Nicolas de Staël, Face au Havre

Nicolas de Staël, Face au Havre
Nicolas de Staël, Face au Havre

jeudi 28 décembre 2023

Jardin d'hiver

 Brouillée, la lumière du jour, mouillée, l'odeur du jardin, l'infusion des feuilles mortes dans la mare -il aurait fallu les ramasser, couper les bambous qui ont repoussé, mais non, cela reste à faire, quelle importance? Brouillées les lignes du jardin, qui ne sera pas bien propre et que m'importe? J'ai enfin coupé les vieilles tiges des glaïeuls, Tanguy a planté le poirier offert à Noël -un william bon chrétien- on verra bien. On l'aime comme il vient le jardin, le jardin c'est du temps qui passe, de la terre remuée, des taupinières de glaise molle, la haie de thuyas qu'il faudrait arracher -il est urgent d'attendre. Le jardin je n'y comprends rien -ça qui m'enchante- mais il me connaît bien, il dit les choses m'apaisent, me promet des fruits -ça n'engage à rien- des fleurs pour demain -un jardin c'est toujours demain.

mercredi 27 décembre 2023

Funérailles en boucle

 Est venu l'hiver tiède, l'interminable nuit pluvieuse qui poisse et embourbe.
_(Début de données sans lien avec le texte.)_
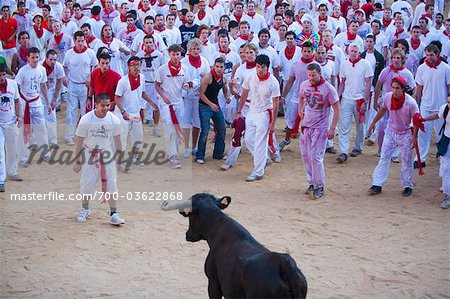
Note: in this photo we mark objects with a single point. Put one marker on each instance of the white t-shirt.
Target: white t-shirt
(29, 80)
(99, 132)
(7, 104)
Les chemins ne sont plus qu'ornières où pleurer la mort de Ristat, le printemps perdu sans retour, les chemins sont creux qui recueillent nos larmes, on sourit au souvenir du capitaine des pompiers qui pleurait dans son casque, on se prend à rêver au reflet chromé du casque, comme une lumière incongrue, regarde Marceline, même les pompiers pleurent et le débord de leurs larmes fait trébucher le prince qui en meurt à son tour, ça ne nous console pas de la mort de Ristat.

vendredi 22 décembre 2023

Allumer un feu

Le feu je m'en étais passé après un hiver à brûler des stères, tant de bûches consumées dans l'âtre de l'ancien presbytère, cet hiver froid de mes trente ans, ce qu'il fallait brûler de bois pour dix-sept degrés, j'ai eu froid près de la cheminée, j'en ai charrié des paniers de bois, je revenais trempé de la remise, ça m'avait vacciné, le charme des flambées, la tiédeur douillette des chaumières, pas pour moi, pendant trente ans j'ai préféré les radiateurs, la chaudière, supporté l'odeur du fioul livré tous les six mois. Mais voilà qu'un poêle à bois ronfle dans la salle, qu'il fait bon voir danser les flammes derrière la vitre un peu noircie, que la braise lézarde les rondins, jusqu'à la mélancolie des cendres qu'on verse dans le jardin, vites refroidies, sitôt dispersées par le vent et la pluie, ça fait comme un raccourci, une vie brève, une vanité dans le jour qui tombe et dieu sait qu'il tombe ces temps-ci.